Osoby czytające wydania polityki

„Polityka”. Największy tygodnik w Polsce.

Wiarygodność w czasach niepewności.

Subskrybuj z rabatem
Świat

Kogel Nobel

Burze wokół Nobla

Pokojowy Nobel dla Obamy - największe zaskoczenie Pokojowy Nobel dla Obamy - największe zaskoczenie Chameleons Eye / BEW
10 grudnia, w rocznicę śmierci wynalazcy dynamitu, wręczono w Sztokholmie i Oslo Nagrody Nobla. W tym roku szczególnie niebanalne.
Rumuńska pisarka Herta Müller cierpliwie pracowała na swój sukcesACTIONPRESS/BEW Rumuńska pisarka Herta Müller cierpliwie pracowała na swój sukces
Żartowano, że Watykan prędzej mianuje kobietę biskupem niż otrzyma ona ekonomicznego Nobla.
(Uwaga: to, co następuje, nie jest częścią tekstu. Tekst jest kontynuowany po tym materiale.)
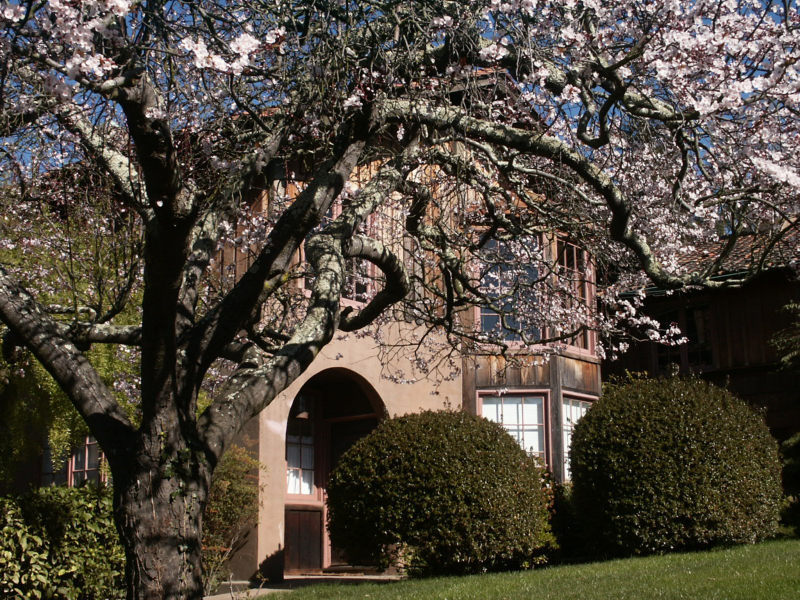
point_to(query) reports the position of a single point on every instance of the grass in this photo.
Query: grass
(767, 571)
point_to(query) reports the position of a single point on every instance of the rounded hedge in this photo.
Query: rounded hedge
(443, 492)
(59, 542)
(673, 464)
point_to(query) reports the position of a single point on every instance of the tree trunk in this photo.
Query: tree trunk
(158, 509)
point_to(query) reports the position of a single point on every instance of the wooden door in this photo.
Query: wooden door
(303, 540)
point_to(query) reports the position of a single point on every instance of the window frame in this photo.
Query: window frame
(544, 394)
(567, 430)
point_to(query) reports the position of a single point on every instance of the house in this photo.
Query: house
(537, 395)
(729, 332)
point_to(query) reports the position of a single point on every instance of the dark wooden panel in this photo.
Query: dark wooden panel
(303, 539)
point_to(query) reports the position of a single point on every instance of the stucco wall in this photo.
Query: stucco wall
(363, 358)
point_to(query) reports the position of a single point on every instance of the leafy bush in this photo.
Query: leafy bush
(60, 543)
(231, 510)
(672, 464)
(790, 450)
(445, 492)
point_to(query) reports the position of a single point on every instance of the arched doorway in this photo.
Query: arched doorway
(332, 410)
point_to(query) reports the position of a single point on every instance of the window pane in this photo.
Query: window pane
(307, 459)
(293, 456)
(307, 482)
(533, 441)
(80, 459)
(293, 481)
(512, 410)
(491, 409)
(94, 456)
(534, 411)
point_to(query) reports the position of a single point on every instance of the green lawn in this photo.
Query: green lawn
(767, 571)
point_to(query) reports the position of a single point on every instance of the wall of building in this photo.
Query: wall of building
(729, 333)
(360, 359)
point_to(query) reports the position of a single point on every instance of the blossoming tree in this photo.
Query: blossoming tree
(464, 131)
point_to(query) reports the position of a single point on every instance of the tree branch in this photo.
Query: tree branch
(68, 366)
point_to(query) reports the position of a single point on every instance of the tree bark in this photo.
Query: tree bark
(159, 499)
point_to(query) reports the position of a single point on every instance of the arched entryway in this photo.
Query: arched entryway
(332, 410)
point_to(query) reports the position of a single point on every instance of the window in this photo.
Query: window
(572, 410)
(506, 284)
(522, 417)
(573, 269)
(85, 463)
(696, 355)
(300, 449)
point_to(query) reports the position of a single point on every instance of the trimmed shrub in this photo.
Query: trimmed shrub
(443, 492)
(673, 464)
(231, 511)
(61, 543)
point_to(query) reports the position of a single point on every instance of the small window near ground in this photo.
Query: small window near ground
(300, 449)
(573, 410)
(522, 417)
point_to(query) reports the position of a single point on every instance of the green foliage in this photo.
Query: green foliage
(670, 464)
(232, 508)
(36, 410)
(766, 571)
(790, 451)
(446, 491)
(60, 543)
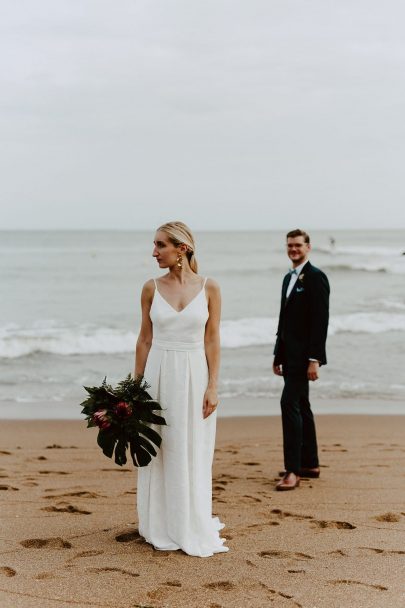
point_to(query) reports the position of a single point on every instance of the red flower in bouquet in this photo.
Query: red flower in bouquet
(101, 419)
(125, 416)
(123, 409)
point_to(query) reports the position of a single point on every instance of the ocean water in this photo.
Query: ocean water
(69, 313)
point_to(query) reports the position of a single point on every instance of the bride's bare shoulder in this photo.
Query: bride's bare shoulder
(212, 286)
(148, 288)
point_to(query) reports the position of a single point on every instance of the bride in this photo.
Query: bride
(178, 354)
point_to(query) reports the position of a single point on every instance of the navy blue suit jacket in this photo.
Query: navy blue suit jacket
(303, 321)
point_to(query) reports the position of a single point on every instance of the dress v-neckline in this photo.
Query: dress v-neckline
(187, 305)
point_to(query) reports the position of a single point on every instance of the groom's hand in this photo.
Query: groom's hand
(313, 370)
(278, 370)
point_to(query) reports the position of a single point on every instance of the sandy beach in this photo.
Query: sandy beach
(69, 529)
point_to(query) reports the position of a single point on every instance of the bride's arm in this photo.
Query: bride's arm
(212, 347)
(144, 341)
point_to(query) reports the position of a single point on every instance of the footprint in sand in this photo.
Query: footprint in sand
(250, 498)
(221, 585)
(339, 525)
(383, 551)
(218, 489)
(90, 553)
(345, 581)
(42, 576)
(284, 554)
(173, 583)
(390, 517)
(112, 569)
(7, 571)
(81, 494)
(334, 450)
(128, 537)
(49, 543)
(66, 509)
(281, 514)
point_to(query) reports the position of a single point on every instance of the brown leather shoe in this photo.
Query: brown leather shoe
(312, 473)
(290, 481)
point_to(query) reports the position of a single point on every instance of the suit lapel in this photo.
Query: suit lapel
(284, 288)
(306, 268)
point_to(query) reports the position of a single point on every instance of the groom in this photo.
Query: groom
(298, 354)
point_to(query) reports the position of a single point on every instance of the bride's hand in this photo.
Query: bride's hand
(210, 402)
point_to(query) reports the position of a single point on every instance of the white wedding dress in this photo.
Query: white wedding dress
(174, 495)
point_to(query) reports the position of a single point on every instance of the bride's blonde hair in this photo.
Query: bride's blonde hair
(178, 234)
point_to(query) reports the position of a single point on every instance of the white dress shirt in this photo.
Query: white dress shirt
(294, 277)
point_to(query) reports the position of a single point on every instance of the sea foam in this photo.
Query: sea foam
(50, 338)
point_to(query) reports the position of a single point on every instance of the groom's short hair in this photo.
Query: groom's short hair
(297, 232)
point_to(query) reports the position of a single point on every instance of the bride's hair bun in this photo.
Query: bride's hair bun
(178, 234)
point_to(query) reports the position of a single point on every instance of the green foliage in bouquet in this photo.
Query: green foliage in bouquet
(123, 415)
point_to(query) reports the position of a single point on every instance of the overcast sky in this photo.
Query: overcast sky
(238, 114)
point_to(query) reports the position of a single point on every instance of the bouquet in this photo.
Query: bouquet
(123, 415)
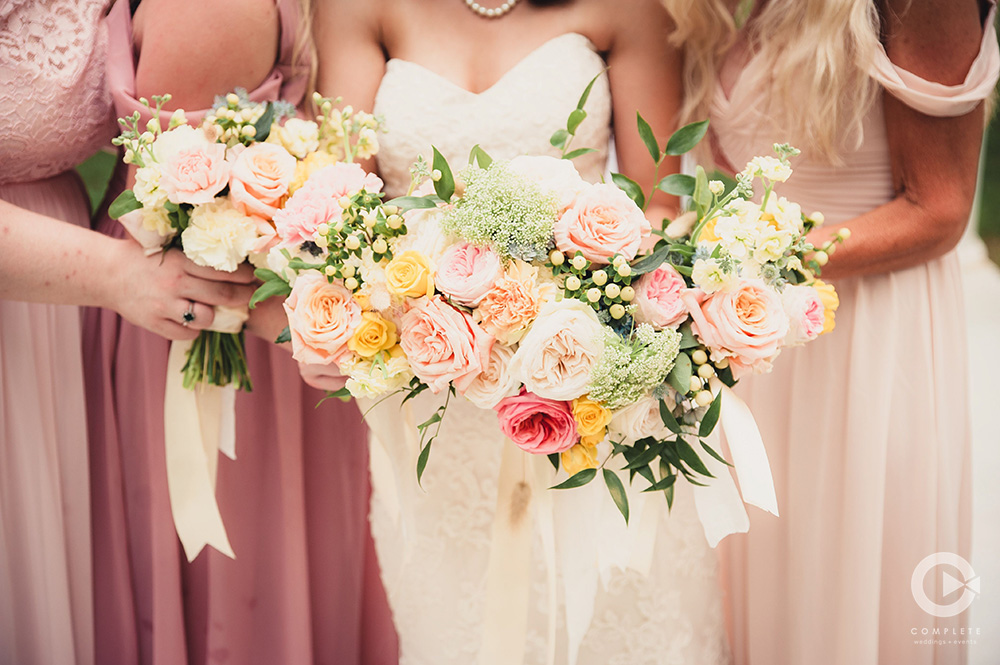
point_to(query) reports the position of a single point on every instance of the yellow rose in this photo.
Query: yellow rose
(313, 162)
(591, 420)
(409, 274)
(372, 335)
(578, 458)
(828, 296)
Przyznano go w tym roku Elinor OstromJohn Sommers/Reuters/Forum Żartowano, że Watykan prędzej mianuje kobietę biskupem niż otrzyma ona ekonomicznego Nobla. Przyznano go w tym roku Elinor Ostrom

W liczącej już ponad 100 lat historii Nagród Nobla ten rok zapisze się wyjątkowo i to nie tylko z powodu wrzawy wokół pokojowego uhonorowania Baracka Obamy. Po raz pierwszy bowiem wśród 12 laureatów znalazło się aż pięć kobiet, co jest bliskie parytetowi i z grubsza odpowiada skandynawskim normom równouprawnienia, nakazującym, żeby każda płeć była reprezentowana w różnych zespołach w co najmniej 40 proc. Komitety noblowskie są od lat atakowane za niedostrzeganie kobiet. W tym roku, bardziej niż poprzednio, ujawniły się też ściśle tajne mechanizmy przyznawania nagród. Pojawiły się nawet poszlaki korupcji towarzyszącej rzekomo decyzjom noblowskich komitetów. Histeryczne niemal reakcje na przyznanie pokojowej Nagrody Nobla niedawno zaprzysiężonemu prezydentowi USA paradoksalnie ukazały jednak, jak ogromne ma ona znaczenie w świecie.

Przeciek literacki

W tym roku nagrodę dla Herty Müller przyjęto dość przychylnie, chociaż odezwały się głosy, że jej książki wpisują się w nurt przypominania niemieckich cierpień wojennych. Tegoroczna nagroda literacka zwróciła jednak uwagę z innych względów. Po raz drugi z rzędu czołowy szwedzki dziennik „Dagens Nyheter” zamieścił sylwetkę laureatki i opis jej twórczości przed oficjalnym werdyktem, co nasunęło podejrzenia wobec Akademii Szwedzkiej, uważanej dotychczas za szczelną jak szwajcarski zegarek. Szefowa redakcji kulturalnej gazety Maria Schottenius tłumaczyła się, twierdząc, że było to tylko udane wróżenie z fusów, ale mało kto, zwłaszcza inni krytycy, potraktował to serio. Szwedzki Instytut ds. Korupcji sugerował nawet delikatnie, że należałoby zbadać, czy nie doszło do podyktowanego prywatnym interesem przecieku.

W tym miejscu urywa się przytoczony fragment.